Joyce entreabrió su amplio abrigo y se mostró medio desnuda, con un vestido de tul rosa escotado hasta el nacimiento de sus pequeños y delicados pechos, una sarta de perlas alrededor del cuello y el cabello dorado alborotado por el viento. Golder la contempló en silencio.
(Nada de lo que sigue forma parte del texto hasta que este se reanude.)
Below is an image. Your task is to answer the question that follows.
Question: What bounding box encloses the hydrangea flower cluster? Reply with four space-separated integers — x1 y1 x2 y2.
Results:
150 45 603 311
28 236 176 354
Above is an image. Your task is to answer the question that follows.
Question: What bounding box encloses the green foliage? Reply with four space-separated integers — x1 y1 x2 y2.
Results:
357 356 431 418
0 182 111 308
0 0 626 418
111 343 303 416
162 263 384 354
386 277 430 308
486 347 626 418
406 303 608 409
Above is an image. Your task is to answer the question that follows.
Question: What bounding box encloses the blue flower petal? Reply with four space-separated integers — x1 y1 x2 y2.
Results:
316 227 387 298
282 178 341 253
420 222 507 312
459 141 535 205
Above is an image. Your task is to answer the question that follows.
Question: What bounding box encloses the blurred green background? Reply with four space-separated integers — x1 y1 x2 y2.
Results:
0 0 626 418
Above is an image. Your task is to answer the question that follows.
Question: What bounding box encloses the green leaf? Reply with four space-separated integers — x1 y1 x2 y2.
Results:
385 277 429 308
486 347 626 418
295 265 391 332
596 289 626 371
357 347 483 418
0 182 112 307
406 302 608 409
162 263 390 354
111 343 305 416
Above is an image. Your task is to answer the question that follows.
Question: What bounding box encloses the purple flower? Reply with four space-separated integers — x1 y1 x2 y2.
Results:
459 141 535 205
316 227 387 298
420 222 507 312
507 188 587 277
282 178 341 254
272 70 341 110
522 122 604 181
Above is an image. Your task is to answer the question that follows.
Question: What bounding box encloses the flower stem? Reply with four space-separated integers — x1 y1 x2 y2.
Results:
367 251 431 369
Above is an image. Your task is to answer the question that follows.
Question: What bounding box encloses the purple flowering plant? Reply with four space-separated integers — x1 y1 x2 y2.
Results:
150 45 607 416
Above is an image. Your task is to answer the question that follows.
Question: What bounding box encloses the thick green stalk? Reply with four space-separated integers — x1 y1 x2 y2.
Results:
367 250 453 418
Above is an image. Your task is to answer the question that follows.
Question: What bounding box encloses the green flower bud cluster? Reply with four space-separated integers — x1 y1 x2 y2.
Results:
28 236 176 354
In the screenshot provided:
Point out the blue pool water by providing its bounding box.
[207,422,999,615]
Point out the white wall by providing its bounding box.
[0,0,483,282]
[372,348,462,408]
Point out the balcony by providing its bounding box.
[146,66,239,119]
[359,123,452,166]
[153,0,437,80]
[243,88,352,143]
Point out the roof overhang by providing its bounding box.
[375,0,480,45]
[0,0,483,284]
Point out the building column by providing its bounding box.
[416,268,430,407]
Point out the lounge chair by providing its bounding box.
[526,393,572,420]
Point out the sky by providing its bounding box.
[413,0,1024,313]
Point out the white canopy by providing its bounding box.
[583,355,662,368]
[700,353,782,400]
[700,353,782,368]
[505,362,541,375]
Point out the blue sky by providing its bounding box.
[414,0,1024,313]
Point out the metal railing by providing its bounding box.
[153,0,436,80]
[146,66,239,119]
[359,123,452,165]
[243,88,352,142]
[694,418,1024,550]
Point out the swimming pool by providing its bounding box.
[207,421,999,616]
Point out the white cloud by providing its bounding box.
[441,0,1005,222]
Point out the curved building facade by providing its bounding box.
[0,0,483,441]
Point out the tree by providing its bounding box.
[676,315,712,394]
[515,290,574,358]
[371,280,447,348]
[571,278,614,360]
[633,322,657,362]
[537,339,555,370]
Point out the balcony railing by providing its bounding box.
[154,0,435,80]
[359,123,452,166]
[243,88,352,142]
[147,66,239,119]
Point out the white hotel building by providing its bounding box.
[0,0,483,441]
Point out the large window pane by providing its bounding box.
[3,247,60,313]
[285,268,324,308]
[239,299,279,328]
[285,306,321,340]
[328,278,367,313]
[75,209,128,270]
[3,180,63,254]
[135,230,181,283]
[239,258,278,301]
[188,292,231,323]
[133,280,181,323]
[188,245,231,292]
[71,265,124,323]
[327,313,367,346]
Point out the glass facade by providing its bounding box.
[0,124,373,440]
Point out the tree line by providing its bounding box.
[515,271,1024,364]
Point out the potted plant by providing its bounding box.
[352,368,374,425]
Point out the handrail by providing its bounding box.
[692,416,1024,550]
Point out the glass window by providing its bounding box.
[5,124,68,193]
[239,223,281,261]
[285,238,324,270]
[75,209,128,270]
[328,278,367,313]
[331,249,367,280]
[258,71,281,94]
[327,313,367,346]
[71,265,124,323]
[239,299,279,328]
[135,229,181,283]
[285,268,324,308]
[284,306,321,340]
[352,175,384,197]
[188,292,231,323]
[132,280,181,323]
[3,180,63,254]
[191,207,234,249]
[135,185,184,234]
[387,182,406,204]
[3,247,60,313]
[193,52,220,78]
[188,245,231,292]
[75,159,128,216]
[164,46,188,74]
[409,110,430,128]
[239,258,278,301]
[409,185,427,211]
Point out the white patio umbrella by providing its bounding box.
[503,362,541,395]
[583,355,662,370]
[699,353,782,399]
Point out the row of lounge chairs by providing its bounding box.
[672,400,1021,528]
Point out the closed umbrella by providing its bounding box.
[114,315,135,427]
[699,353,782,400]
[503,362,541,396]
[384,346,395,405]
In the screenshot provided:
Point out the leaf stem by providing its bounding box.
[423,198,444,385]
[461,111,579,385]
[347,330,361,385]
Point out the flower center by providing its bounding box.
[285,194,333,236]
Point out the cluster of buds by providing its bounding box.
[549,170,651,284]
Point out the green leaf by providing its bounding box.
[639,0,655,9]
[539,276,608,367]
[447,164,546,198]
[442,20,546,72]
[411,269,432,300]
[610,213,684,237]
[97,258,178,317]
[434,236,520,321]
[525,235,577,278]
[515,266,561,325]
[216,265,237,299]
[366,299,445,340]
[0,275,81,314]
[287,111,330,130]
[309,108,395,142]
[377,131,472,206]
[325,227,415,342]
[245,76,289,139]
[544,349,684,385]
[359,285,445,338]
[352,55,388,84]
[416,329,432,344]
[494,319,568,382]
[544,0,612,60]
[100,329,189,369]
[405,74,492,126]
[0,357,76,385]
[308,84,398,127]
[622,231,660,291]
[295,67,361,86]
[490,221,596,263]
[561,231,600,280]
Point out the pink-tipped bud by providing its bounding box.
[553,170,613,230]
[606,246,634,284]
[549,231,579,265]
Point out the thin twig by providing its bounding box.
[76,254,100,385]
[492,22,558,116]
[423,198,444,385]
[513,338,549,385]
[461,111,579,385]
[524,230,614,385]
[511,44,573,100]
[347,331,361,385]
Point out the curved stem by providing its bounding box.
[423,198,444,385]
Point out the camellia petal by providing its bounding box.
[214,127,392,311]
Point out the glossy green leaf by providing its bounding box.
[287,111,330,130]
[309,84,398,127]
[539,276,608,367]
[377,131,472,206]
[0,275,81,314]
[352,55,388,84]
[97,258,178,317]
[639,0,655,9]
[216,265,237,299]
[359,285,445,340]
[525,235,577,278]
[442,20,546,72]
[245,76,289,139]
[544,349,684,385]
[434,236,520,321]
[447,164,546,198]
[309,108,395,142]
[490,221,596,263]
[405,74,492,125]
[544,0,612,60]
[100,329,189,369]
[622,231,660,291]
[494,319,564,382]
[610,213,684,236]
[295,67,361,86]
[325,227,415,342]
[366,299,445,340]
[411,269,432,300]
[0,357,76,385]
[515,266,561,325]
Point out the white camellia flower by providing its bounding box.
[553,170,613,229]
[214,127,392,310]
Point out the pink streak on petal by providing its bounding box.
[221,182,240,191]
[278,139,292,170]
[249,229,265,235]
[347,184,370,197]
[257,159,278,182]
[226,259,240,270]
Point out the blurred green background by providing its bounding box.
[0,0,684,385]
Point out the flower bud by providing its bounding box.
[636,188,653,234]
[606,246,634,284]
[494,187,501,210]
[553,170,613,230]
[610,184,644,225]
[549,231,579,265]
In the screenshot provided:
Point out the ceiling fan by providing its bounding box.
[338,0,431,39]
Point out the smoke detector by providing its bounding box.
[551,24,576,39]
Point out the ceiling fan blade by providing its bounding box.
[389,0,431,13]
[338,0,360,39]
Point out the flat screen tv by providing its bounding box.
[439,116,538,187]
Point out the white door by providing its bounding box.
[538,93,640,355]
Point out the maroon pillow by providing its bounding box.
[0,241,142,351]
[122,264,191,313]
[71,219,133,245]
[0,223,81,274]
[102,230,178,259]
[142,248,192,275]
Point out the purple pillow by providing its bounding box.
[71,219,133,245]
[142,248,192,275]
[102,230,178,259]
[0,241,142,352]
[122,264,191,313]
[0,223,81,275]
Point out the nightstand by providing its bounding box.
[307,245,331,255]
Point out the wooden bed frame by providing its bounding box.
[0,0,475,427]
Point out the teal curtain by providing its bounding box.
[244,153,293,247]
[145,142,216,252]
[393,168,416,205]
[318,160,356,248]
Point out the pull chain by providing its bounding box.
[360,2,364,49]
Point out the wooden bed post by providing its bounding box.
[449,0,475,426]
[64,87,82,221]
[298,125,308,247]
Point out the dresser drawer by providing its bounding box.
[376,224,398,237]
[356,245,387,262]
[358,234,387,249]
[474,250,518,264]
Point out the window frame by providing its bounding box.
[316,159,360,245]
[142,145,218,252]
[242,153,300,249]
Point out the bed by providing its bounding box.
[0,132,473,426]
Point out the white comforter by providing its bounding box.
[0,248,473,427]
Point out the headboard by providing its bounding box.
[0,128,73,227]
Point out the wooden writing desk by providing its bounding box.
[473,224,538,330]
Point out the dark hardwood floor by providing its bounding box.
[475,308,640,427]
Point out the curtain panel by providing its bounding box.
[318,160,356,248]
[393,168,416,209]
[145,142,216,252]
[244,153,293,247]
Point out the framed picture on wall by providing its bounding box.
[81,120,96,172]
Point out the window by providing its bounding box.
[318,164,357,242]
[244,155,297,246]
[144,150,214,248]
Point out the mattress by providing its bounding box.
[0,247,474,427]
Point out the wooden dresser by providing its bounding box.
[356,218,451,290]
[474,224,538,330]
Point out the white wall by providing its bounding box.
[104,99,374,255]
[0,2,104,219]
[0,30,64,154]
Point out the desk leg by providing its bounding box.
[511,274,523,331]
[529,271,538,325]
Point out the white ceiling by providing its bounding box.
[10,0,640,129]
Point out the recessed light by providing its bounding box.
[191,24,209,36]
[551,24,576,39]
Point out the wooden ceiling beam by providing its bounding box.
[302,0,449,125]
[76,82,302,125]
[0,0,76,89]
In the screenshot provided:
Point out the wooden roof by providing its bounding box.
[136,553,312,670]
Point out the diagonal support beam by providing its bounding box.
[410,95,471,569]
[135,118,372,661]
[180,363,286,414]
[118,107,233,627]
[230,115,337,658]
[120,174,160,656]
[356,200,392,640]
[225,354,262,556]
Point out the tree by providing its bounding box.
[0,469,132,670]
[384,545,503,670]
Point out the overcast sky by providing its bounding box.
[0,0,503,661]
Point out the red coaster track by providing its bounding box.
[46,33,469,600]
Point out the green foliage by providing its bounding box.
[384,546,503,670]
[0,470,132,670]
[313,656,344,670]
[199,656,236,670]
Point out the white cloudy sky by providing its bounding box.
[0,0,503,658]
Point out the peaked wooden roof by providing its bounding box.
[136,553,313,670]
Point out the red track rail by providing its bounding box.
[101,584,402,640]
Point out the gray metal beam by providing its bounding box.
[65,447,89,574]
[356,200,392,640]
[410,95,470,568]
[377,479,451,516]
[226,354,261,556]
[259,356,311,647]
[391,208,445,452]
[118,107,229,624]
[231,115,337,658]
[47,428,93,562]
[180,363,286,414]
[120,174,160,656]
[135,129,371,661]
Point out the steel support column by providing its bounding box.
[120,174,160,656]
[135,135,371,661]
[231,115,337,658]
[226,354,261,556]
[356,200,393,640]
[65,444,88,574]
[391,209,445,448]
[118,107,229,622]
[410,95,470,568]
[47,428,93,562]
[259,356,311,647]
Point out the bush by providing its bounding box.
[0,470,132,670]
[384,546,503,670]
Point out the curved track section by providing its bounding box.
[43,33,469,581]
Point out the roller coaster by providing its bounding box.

– Qué raro estás, dad… ¿Qué te pasa? ¿Por qué no dices nada? ¿Estás enfadado? Joyce se subió ágilmente a la cama y se arrodilló a los pies de su padre-. Escucha, dad… Esta noche he bailado con el príncipe de Gales. Luego, he oído que le decía a María Pía: It's the loveliest girl. I’ve ever seen. Y le ha preguntado mi nombre… ¿No te alegras? -murmuró con una sonrisa feliz que dibujó dos hoyuelos infantiles en sus maquilladas mejillas. Se inclinaba tanto sobre el pecho de su padre que la enfermera, de pie detrás de la cama, le hizo señas de que se apartara. Pero Golder, que apenas podía soportar el peso de la sábana en la zona del corazón sin ahogarse, dejaba que Joyce apoyara en él su cabeza y sus brazos desnudos-. ¡Te alegras, mi viejo dad! Ya lo sabía yo… -exclamó. Una brusca sonrisa, que más parecía una mueca, estiró con doloroso esfuerzo las comisuras de los labios cerrados de Golder-. ¿Ves? Estabas enfadado porque te he dejado para ir a bailar, ¿a que sí? Pero aun así he sido yo la primera que te ha hecho sonreír… Por cierto, dad, ¿lo sabes? Me he comprado el coche. ¡Si supieras qué bonito! ¡Corre como el viento! Eres un cielo, dad… -Se interrumpió, bostezó y alzó los revueltos cabellos estirándolos con las puntas de los dedos-. Voy a acostarme, estoy muerta… Es que ayer ya llegué a las seis. No puedo más, no he parado de bailar… -Entornó los párpados y se puso a canturrear jugando soñadoramente con las pulseras-: «Marquita… Marquita… el deseo… aunque no quieras… brilla en tus ojos… cuando bailas…» Buenas noches, dad. Duerme bien y sueña con los angelitos.
Joyce se inclinó y le rozó la mejilla con los labios.
– Sí -murmuró Golder-. Ve, ve a dormir, Joy…
La chica desapareció, y Golder se quedó escuchando sus pasos con una expresión distinta, suavizada, dulcificada… Aquella criatura con su vestido rosa… Allí donde iba, llevaba la alegría, la vida… Ahora se sentía más tranquilo, más fuerte. «La muerte… -se dijo-. Me he dejado llevar por el pánico, nada más. Todo eso son tonterías… Hay que trabajar y seguir trabajando… Tübingen tiene setenta y seis años. A los hombres como nosotros, lo único que nos mantiene vivos es el trabajo.»
La enfermera había apagado la luz y preparado una tisana en el infiernillo de alcohol. Golder se volvió hacia ella:
– El telegrama ya no es necesario… Rómpalo -murmuró.
– Muy bien, señor.
En cuanto se quedó solo, se durmió como un bendito.
Cuando Golder se repuso, septiembre tocaba a su fin, pero la temperatura era más agradable que en pleno verano, y no soplaba ni pizca de viento; una luz dorada como la miel resplandecía en el aire.